Le Festival de Cannes est terminé depuis dix jours mais ce n’est pas une raison. Séance de rattrapage à la Semaine de la Critique avec deux jolis films français présentés en séances spéciales :  Shéhérazade et Nos batailles.

 

Shéhérazade de Jean-Bernard Marlin appartient à un genre important du cinéma français  contemporain :  celui du film de banlieue généreux dont les héros proviennent  de populations fragilisées, voire marginales. Divines, pour ne citer que lui, avait d’ailleurs remporté la Caméra d’Or en 2016.

Sauf qu’ici, le film se passe à Marseille. Exception française, c’est le cœur de la ville qui abrite les quartiers paupérisés où galère rime avec  débrouille.

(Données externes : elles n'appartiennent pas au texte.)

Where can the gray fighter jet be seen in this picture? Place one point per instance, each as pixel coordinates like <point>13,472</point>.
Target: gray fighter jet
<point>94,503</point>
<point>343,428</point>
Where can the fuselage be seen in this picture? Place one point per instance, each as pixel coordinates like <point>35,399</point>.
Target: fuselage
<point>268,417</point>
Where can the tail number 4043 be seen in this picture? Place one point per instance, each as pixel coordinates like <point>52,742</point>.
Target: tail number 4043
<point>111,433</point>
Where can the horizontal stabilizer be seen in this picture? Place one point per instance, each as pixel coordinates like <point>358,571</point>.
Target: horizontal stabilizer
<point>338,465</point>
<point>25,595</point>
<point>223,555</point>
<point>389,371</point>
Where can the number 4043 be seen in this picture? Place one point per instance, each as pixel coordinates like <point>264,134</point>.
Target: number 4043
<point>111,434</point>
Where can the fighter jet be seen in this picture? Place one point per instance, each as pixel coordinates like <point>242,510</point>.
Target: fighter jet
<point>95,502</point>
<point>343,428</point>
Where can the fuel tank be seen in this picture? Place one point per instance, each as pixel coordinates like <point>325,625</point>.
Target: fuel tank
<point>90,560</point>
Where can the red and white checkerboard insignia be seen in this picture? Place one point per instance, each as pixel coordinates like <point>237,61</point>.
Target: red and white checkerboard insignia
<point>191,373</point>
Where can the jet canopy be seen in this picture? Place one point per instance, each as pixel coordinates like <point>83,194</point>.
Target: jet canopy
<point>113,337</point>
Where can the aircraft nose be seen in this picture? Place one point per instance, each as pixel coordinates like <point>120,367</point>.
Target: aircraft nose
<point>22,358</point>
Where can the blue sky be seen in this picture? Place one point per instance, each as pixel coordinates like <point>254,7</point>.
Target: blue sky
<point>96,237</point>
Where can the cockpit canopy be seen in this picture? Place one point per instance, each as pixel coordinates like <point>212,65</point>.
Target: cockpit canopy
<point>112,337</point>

Les protagonistes sont des adolescents poussés à la va vite . Il y a fort à parier qu’ils n’ont guère connu d’enfance. Au début du film Zacchary,16 ans, sort de prison. À peine arrivé au foyer , il fait le mur, part en virée avec ses copains et décide de se payer une passe. C’est là qu’il tombe sur Shéhérazade, probablement encore plus jeune que lui.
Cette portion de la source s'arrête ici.